Together these results show that the ability of Rap1 to protect the 5′ end varies depending on the amount of ssDNA in its binding site, correlating with its lowered affinity for substrates containing additional bases of ssDNA in the MBS.
Discussion
We have used an in vitro λ-exonuclease based assay to study how the binding of Cdc13 and Rap1 to N. castellii telomere ends mediate protection from 5′ exonucleolytic degradation. We find that both Cdc13 and Rap1 can protect the 5′ end, both when bound close to and further away from the ds-ss junction. This may be important for 5′ end protection in vivo, where 3′ overhang length is variable and changes in different phases of the cell cycle. Our results highlight the role of Rap1 in 5′ end protection, and to our knowledge is the first report of an in vitro biochemical assay showing that Rap1 can directly inhibit a 5′ exonuclease at telomeres. We find that Rap1 efficiently protects against 5′ exonucleolytic degradation when bound to dsDNA, and that the Rap1 DBD is sufficient for mediating this 5′ end protection (Figs 4 & 6). We found that a region of the N. castellii Rap1 DBD, previously identified as a wrapping loop and latch in structural studies of the S. cerevisiae Rap1, is essential for the ability of Rap1 to protect against 5′ exonucleolytic degradation (Figs 5 & 6)31.

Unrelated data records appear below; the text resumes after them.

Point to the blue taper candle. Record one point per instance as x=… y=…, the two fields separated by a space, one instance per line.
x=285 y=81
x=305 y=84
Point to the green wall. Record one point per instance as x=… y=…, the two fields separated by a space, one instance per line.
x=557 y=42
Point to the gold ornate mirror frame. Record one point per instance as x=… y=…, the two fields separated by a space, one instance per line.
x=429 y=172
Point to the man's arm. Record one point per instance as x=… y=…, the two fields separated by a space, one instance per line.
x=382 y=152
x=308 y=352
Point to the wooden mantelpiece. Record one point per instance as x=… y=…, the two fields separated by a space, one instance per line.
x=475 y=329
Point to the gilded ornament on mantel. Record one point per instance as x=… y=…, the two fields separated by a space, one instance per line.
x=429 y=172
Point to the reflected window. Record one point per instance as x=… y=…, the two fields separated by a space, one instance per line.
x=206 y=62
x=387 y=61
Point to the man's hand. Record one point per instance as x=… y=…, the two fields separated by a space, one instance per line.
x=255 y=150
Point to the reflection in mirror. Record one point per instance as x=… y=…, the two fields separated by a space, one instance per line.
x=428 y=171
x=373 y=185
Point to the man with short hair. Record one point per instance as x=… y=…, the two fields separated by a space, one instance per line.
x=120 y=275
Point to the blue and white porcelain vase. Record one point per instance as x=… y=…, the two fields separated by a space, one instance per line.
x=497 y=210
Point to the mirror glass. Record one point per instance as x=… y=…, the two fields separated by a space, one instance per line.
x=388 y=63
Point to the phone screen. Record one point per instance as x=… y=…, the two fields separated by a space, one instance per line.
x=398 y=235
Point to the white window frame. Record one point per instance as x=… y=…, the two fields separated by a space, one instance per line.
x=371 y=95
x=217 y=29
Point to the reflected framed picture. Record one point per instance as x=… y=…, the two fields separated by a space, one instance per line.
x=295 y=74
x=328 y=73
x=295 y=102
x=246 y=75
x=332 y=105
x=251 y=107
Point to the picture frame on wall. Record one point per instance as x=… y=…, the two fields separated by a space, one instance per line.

Taken together our DNA end protection assays (DEPAs) studying Cdc13 and Rap1 bound at different telomere ds-ss junctions suggest that the two proteins should be able to protect the 5′ telomere end from exonucleolytic degradation at all conceivable 5′ permutations and different 3′ overhang lengths (summarized in Fig. 9). Notably in this regard, Rap1 is able to provide 5′ end protection in situations where the overhang is too short to accommodate Cdc13 binding. This might explain the importance of Rap1 in preventing 5′ end resection in quiescent S. cerevisiae cells27. Another possible scenario in N. castellii, where a subset of telomere 3′ overhangs are up to 200 nt long, is that Cdc13 may be bound at a distance too far away from the ds-ss junction to provide any physical barrier to 5′ exonucleases. In such cases, Rap1 should also be able to provide sufficient 5′ end protection. In other words, Rap1 and Cdc13 have complementary roles in the 5′ end protection. As long as either Rap1 or Cdc13 is attached in proximity to telomere ends they can provide a physical barrier that inhibits 5′ exonucleolytic degradation. This suggests that a temporary removal of these proteins from the telomere end would be necessary for enabling 5′ resection, which in turn is required for creating a suitable substrate for telomere lengthening by telomerase.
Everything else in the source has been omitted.